Although Sho‐saiko‐to (Xiao Chai Hu Tang), a major Chinese traditional medicine, is frequently prescribed with other synthetic or biotechnological drugs for the treatment of various chronic diseases, there is a dearth of information about interactions between sho‐saiko‐to and co‐administered drugs. This paper reports the effects of Sho‐saiko‐to on the pharmacokinetics and glucose responses of a sulphonylurea hypoglycaemic agent, tolbutamide, after their oral administration in rats. After oral administration of tolbutamide (50 mg kg⁻¹) with or without Sho‐saiko‐to extract powder (300 mg kg⁻¹) to male Sprague‐Dawley rats cannulated in the jugular vein, plasma tolbutamide and glucose levels were periodically measured. Co‐administration of Sho‐saiko‐to tended to elevate the plasma tolbutamide concentration in the absorption phase. A two‐compartment lag‐time model was found to describe the plasma tolbutamide concentration‐time data. The maximum concentration of tolbutamide was significantly increased and time to reach the maximum concentration was reduced to about 70% by co‐administration with Sho‐saiko‐to. There was no significant change in area under the curve or in the elimination half‐life of tolbutamide.
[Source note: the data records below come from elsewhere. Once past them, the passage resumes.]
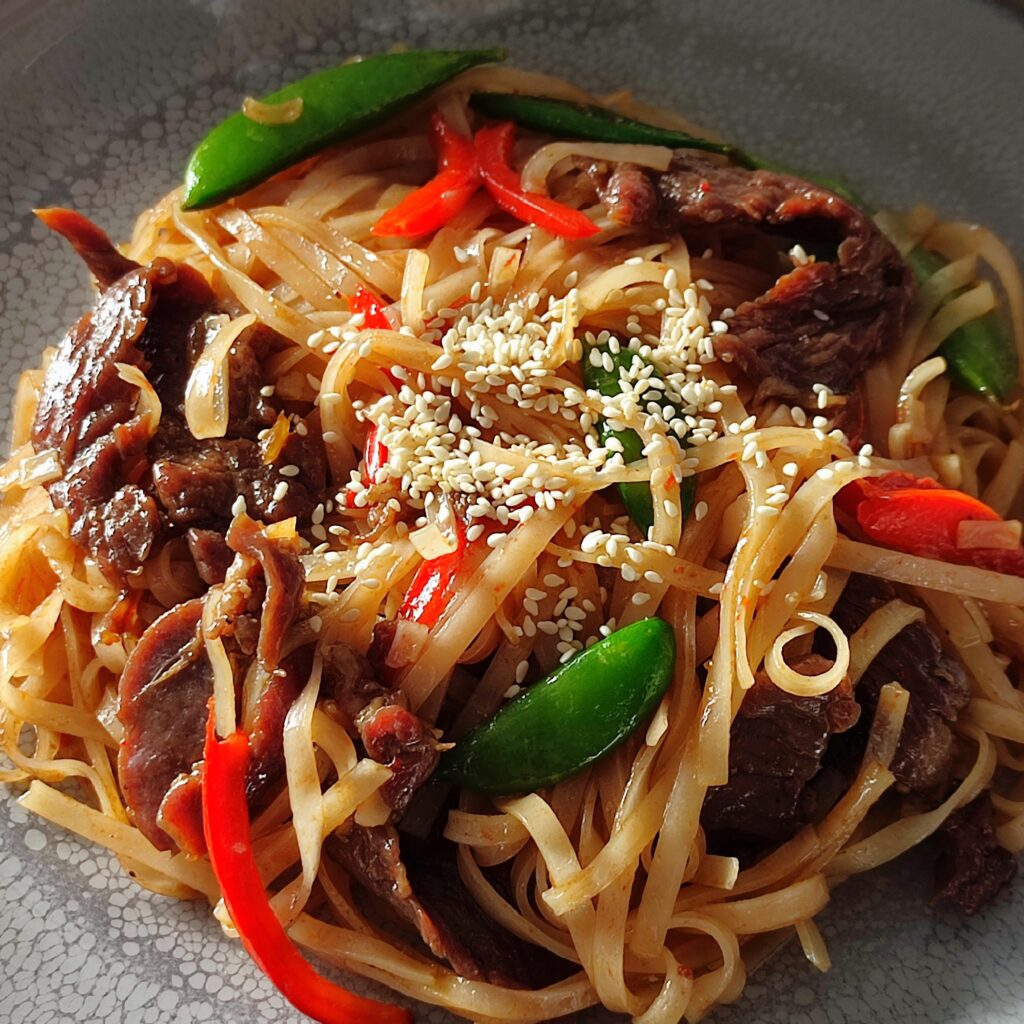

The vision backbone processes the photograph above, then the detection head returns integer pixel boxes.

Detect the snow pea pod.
[583,346,697,538]
[434,618,676,796]
[470,92,755,167]
[181,49,505,210]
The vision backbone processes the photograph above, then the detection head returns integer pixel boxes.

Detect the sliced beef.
[591,152,913,395]
[359,703,438,813]
[935,794,1017,914]
[323,644,514,984]
[118,517,303,856]
[49,442,163,572]
[322,643,439,820]
[33,210,326,582]
[32,256,195,571]
[227,515,305,673]
[118,599,207,850]
[700,654,860,857]
[833,574,971,799]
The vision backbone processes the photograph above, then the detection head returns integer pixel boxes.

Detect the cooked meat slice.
[833,574,971,796]
[593,152,913,395]
[407,841,575,988]
[934,794,1017,914]
[227,515,305,672]
[151,421,327,526]
[331,825,486,980]
[359,703,439,816]
[49,438,162,571]
[700,654,860,855]
[321,643,439,821]
[322,643,497,984]
[118,518,310,856]
[321,643,391,724]
[118,599,207,850]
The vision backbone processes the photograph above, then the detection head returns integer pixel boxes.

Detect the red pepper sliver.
[473,121,600,239]
[372,114,480,238]
[398,520,469,629]
[203,700,413,1024]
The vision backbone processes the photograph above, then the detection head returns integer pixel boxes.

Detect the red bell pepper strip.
[473,121,600,239]
[345,286,397,508]
[398,519,469,629]
[372,114,480,238]
[203,699,413,1024]
[837,473,1024,577]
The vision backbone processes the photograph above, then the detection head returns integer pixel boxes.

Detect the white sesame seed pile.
[339,268,726,528]
[339,289,623,532]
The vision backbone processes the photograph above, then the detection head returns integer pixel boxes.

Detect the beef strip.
[934,794,1017,914]
[32,260,195,571]
[33,210,327,583]
[151,420,327,528]
[700,654,860,859]
[588,151,913,396]
[185,527,234,587]
[118,516,310,856]
[833,574,971,799]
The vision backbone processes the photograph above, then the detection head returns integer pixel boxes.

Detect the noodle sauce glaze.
[0,50,1024,1024]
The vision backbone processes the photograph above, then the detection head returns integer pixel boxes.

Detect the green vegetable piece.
[469,92,757,167]
[434,618,676,796]
[181,49,505,210]
[906,247,1020,401]
[583,347,697,538]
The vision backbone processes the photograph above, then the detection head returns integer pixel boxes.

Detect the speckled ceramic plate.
[0,0,1024,1024]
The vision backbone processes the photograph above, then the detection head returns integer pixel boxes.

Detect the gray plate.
[0,0,1024,1024]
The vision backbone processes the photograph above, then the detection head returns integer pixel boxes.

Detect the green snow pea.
[181,49,505,210]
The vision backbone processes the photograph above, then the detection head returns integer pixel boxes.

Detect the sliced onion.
[522,142,672,193]
[185,313,256,438]
[384,618,430,669]
[765,611,850,697]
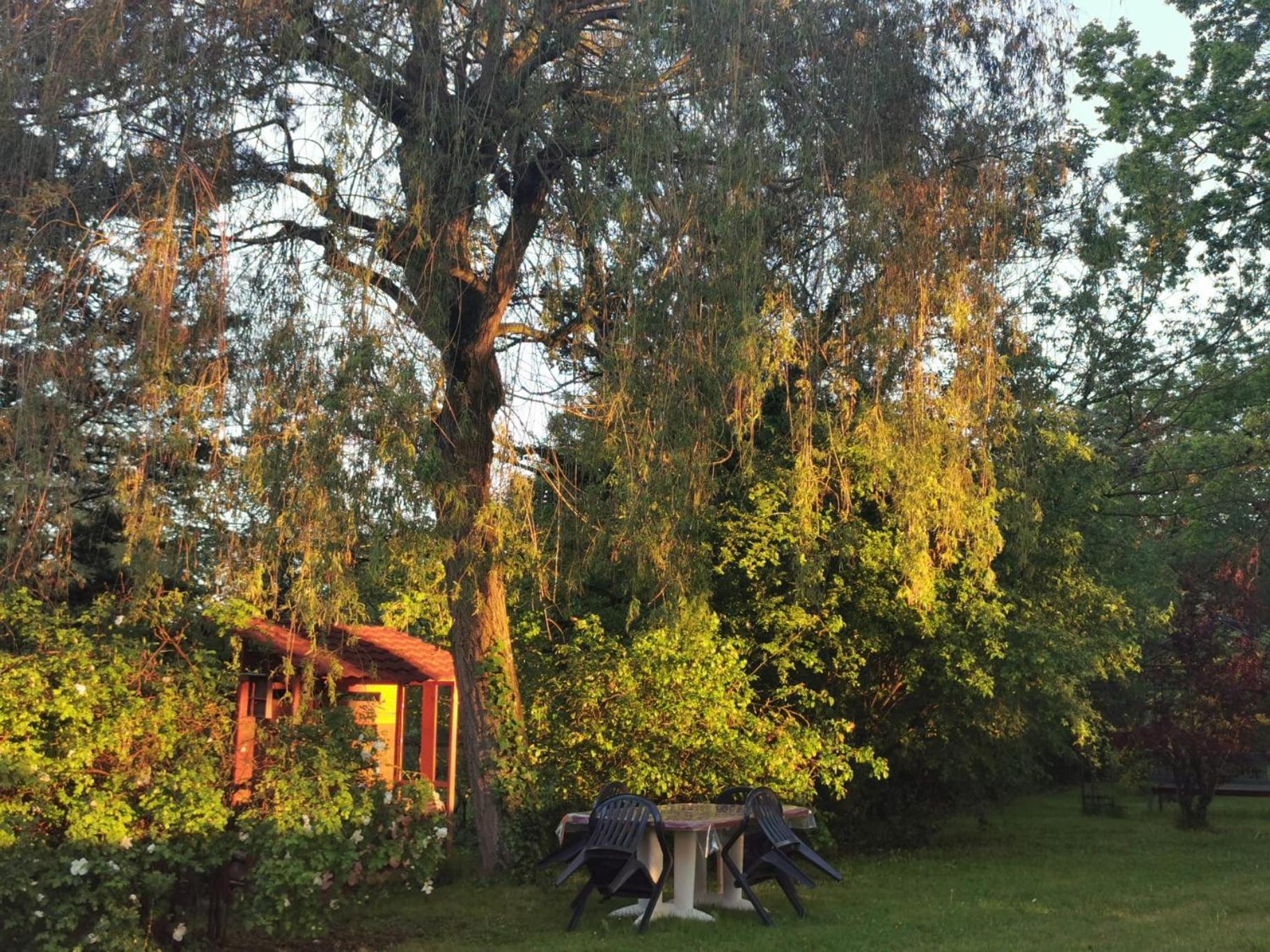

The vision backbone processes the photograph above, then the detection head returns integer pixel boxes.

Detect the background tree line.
[0,0,1270,903]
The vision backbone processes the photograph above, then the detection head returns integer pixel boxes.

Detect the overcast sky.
[1071,0,1191,127]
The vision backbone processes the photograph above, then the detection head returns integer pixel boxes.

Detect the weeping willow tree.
[6,0,1072,867]
[0,3,240,598]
The extent of the lowering effect of tolbutamide on plasma glucose levels was increased up to 0.75 h and decreased after 5 h after co‐administration of Sho‐saiko‐to. In conclusion, these studies suggest that sho‐saiko‐to slightly hastens the gastrointestinal absorption of tolbutamide. Furthermore, it is considered that elevation of the gastrointestinal absorption rate by Sho‐saiko‐to might potentiate the hypoglycaemic effect of this sulphonylurea in the early period after oral administration.